Hamiltonian learning with real-space impurity tomography in topological moire superconductors

TL;DR

This paper presents a machine learning approach to extract Hamiltonian parameters, including exchange and superconducting modulations, from real-space impurity spectroscopy data in topological moire superconductors, enabling detailed characterization of quantum states.

Contribution

The study introduces a novel method combining impurity spectroscopy with machine learning to infer complex Hamiltonian parameters in topological superconductors, including superconducting order features.

Findings

Machine learning can extract exchange modulations from impurity data.

Harmonic expansion with neural networks infers superconducting features.

The approach outperforms conventional architectures in certain parameter inferences.

Abstract

Extracting Hamiltonian parameters from available experimental data is a challenge in quantum materials. In particular, real-space spectroscopy methods such as scanning tunneling spectroscopy allow probing electronic states with atomic resolution, yet even in those instances extracting effective Hamiltonian is an open challenge.
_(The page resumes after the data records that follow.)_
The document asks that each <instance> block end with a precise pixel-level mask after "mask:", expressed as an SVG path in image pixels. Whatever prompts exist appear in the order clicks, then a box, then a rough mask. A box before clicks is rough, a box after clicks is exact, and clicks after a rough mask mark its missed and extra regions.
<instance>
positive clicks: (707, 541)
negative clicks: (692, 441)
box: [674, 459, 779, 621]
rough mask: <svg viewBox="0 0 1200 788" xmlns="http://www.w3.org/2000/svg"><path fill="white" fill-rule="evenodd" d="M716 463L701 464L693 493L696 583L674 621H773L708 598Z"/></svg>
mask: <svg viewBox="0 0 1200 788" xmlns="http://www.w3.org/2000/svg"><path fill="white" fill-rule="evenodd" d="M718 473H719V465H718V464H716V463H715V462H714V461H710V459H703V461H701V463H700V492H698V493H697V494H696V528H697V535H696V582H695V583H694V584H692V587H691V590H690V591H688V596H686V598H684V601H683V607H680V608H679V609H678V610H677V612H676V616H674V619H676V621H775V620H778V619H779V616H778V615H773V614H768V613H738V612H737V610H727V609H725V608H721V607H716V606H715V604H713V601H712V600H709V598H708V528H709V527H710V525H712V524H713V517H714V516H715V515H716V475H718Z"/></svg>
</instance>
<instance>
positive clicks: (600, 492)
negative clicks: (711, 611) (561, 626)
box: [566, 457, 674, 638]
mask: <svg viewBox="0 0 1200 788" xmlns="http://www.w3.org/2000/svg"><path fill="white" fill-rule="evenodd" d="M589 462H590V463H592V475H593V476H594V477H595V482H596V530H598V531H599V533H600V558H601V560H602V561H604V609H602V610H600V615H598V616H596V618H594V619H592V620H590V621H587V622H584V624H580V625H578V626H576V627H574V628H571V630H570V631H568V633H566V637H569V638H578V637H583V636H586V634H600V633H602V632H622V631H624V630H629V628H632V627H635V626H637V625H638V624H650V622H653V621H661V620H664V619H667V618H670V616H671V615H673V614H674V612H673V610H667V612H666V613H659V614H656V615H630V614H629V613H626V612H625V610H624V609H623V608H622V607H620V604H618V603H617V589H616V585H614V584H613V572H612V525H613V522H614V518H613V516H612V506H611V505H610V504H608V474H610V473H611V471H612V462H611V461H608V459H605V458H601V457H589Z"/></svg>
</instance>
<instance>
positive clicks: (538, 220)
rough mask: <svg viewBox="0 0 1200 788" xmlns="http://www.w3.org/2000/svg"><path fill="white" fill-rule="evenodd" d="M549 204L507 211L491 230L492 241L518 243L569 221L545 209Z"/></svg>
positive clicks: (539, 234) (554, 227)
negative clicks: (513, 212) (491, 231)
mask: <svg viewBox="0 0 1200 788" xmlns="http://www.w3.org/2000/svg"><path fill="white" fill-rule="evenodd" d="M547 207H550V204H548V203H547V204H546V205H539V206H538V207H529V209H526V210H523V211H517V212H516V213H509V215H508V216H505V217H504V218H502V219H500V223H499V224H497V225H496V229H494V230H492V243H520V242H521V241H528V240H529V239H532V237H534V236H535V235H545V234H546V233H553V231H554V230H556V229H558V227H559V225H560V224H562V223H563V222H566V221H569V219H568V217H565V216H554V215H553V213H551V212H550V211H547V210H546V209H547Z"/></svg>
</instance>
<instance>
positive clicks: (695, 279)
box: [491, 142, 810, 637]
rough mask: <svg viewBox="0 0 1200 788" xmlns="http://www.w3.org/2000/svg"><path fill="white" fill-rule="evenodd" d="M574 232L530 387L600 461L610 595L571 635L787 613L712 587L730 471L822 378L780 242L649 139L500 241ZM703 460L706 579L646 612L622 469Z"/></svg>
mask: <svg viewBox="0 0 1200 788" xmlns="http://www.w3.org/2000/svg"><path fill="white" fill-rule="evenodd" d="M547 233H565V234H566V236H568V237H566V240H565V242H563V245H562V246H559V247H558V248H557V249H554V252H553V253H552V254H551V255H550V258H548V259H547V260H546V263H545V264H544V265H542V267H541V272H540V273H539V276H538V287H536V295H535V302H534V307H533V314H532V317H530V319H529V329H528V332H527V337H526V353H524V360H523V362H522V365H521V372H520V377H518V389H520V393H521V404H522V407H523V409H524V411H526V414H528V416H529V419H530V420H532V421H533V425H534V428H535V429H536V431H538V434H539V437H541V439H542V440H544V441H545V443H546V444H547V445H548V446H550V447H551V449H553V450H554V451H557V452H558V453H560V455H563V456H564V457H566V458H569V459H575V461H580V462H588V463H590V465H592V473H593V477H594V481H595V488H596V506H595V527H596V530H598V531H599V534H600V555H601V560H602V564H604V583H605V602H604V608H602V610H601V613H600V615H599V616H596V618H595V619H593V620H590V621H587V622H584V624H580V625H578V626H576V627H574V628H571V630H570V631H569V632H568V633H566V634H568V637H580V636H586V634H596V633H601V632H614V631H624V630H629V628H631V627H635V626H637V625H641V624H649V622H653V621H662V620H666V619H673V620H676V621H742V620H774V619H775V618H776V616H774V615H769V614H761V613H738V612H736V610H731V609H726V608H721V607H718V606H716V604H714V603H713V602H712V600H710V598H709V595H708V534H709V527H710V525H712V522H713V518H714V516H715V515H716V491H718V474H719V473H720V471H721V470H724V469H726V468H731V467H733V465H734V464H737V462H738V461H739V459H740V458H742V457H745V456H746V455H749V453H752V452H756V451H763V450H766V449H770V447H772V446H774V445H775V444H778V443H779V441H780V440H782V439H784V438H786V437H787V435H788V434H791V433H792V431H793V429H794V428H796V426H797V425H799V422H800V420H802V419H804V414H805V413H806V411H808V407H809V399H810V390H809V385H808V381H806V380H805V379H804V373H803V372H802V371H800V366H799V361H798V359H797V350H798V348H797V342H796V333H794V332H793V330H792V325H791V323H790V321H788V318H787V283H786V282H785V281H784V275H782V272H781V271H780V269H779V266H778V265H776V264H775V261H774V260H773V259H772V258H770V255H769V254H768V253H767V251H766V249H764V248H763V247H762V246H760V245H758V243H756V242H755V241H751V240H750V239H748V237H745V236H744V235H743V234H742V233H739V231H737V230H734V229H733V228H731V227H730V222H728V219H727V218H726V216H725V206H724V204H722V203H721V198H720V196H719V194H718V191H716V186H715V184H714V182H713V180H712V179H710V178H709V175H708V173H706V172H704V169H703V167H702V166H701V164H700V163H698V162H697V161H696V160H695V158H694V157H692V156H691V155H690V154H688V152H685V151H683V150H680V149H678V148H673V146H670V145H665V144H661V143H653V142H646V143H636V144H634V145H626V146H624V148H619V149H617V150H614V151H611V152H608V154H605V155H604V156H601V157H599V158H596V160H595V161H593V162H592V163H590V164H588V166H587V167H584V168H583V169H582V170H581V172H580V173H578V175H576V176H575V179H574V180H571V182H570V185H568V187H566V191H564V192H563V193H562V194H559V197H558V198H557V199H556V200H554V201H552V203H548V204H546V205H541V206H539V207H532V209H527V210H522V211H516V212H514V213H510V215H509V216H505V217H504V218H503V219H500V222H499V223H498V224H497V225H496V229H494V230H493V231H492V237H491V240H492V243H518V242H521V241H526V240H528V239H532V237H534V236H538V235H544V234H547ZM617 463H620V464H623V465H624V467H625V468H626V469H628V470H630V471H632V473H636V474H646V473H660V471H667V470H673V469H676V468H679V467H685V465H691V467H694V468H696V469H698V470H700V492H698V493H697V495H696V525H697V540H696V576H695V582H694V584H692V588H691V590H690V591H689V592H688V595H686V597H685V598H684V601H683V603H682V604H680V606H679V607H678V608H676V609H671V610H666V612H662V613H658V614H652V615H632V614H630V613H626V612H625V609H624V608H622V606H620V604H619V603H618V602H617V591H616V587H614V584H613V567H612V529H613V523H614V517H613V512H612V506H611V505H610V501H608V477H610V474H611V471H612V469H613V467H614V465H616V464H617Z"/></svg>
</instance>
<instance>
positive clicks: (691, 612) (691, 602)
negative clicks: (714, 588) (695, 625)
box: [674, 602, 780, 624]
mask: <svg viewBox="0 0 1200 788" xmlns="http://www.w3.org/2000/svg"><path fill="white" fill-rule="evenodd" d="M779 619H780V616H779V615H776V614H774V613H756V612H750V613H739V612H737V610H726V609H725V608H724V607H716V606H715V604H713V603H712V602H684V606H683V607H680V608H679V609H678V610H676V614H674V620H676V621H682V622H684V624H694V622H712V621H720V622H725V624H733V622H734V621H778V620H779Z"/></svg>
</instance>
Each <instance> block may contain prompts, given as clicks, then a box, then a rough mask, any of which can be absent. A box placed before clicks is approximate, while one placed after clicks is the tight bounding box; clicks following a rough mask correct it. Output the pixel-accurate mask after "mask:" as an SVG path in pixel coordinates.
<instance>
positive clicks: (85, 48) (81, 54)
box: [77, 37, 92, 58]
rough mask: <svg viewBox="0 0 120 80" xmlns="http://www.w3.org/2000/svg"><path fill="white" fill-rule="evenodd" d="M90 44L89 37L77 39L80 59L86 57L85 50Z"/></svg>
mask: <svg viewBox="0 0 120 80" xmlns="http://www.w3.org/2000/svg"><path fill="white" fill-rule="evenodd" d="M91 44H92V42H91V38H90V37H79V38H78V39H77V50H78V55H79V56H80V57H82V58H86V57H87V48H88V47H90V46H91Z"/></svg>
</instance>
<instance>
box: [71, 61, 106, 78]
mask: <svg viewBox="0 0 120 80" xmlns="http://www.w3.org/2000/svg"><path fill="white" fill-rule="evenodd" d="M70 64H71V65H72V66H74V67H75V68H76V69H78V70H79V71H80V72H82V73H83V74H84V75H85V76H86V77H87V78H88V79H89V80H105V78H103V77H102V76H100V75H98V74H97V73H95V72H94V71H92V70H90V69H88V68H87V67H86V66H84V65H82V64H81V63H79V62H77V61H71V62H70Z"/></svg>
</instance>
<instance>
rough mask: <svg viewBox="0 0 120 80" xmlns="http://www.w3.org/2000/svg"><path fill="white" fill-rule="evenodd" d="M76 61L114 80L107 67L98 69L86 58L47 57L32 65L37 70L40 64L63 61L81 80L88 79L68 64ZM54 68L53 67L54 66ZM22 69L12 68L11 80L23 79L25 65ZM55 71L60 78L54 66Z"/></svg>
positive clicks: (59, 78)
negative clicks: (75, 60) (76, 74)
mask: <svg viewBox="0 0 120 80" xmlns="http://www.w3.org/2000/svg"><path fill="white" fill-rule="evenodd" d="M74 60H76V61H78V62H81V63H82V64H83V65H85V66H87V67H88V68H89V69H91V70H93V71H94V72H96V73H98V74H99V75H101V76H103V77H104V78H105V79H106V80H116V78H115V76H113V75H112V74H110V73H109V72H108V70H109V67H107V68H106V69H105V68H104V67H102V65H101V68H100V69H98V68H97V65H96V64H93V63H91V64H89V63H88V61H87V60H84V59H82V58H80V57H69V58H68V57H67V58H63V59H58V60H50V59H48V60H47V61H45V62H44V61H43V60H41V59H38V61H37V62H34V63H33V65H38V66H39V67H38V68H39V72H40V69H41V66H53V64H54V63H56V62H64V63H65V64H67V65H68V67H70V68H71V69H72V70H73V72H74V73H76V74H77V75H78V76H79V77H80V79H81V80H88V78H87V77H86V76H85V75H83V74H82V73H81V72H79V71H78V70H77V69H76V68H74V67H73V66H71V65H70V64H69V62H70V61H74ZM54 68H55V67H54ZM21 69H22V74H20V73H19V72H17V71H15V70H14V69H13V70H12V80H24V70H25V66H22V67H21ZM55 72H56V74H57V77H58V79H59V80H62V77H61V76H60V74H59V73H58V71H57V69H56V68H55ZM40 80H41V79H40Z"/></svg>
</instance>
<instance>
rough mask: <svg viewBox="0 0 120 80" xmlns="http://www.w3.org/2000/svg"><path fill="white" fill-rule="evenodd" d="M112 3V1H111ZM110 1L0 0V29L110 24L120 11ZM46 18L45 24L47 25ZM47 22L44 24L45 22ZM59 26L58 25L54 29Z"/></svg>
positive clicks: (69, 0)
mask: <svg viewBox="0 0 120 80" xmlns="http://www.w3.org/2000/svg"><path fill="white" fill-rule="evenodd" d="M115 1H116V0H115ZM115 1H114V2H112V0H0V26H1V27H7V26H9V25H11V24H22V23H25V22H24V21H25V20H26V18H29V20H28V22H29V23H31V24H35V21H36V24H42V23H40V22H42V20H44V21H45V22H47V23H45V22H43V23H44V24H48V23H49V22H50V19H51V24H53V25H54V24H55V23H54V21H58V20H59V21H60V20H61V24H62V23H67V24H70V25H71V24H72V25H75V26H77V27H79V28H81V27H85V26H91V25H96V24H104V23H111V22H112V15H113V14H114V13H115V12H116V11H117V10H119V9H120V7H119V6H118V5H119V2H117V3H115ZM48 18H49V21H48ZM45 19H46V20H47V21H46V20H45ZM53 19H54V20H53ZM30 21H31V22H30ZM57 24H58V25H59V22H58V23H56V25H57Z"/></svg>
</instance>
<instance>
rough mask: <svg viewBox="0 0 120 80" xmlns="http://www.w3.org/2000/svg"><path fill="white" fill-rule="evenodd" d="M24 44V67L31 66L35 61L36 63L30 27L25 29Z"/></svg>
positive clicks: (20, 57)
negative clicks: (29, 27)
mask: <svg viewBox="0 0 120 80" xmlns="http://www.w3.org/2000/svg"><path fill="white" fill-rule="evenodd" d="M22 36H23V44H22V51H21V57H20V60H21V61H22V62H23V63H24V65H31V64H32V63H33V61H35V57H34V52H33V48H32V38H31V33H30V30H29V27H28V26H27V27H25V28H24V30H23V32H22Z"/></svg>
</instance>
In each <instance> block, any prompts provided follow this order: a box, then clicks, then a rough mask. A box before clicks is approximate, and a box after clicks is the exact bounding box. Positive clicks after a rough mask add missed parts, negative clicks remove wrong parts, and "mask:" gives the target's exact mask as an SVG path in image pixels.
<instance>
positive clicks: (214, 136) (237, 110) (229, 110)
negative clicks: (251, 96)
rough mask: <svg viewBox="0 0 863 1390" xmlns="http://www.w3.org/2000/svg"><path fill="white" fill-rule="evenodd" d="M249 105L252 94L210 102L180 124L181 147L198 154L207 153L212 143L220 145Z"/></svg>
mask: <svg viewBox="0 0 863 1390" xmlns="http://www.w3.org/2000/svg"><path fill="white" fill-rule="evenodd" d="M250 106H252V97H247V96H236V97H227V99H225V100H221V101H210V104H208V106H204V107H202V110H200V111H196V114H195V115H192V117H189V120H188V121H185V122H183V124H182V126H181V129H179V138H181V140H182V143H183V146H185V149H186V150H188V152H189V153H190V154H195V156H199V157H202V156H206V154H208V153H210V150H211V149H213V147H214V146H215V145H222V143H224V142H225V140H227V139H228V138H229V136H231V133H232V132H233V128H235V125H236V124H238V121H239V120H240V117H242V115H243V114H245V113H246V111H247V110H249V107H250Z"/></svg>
Here we show that impurity states in modulated systems provide a promising approach to extracting non-trivial Hamiltonian parameters of a quantum material. We show that by combining the real-space spectroscopy of different impurity locations in a moire topological superconductor, modulations of exchange and superconducting parameters can be inferred via machine learning. We demonstrate our strategy with a physically-inspired harmonic expansion combined with a fully-connected neural network that we benchmark against a conventional convolutional architecture. We show that while both approaches allow extracting exchange modulations, only the former approach allows inferring the features of the superconducting order. Our results demonstrate the potential of machine learning methods to extract Hamiltonian parameters by real-space impurity spectroscopy as local probes of a topological state.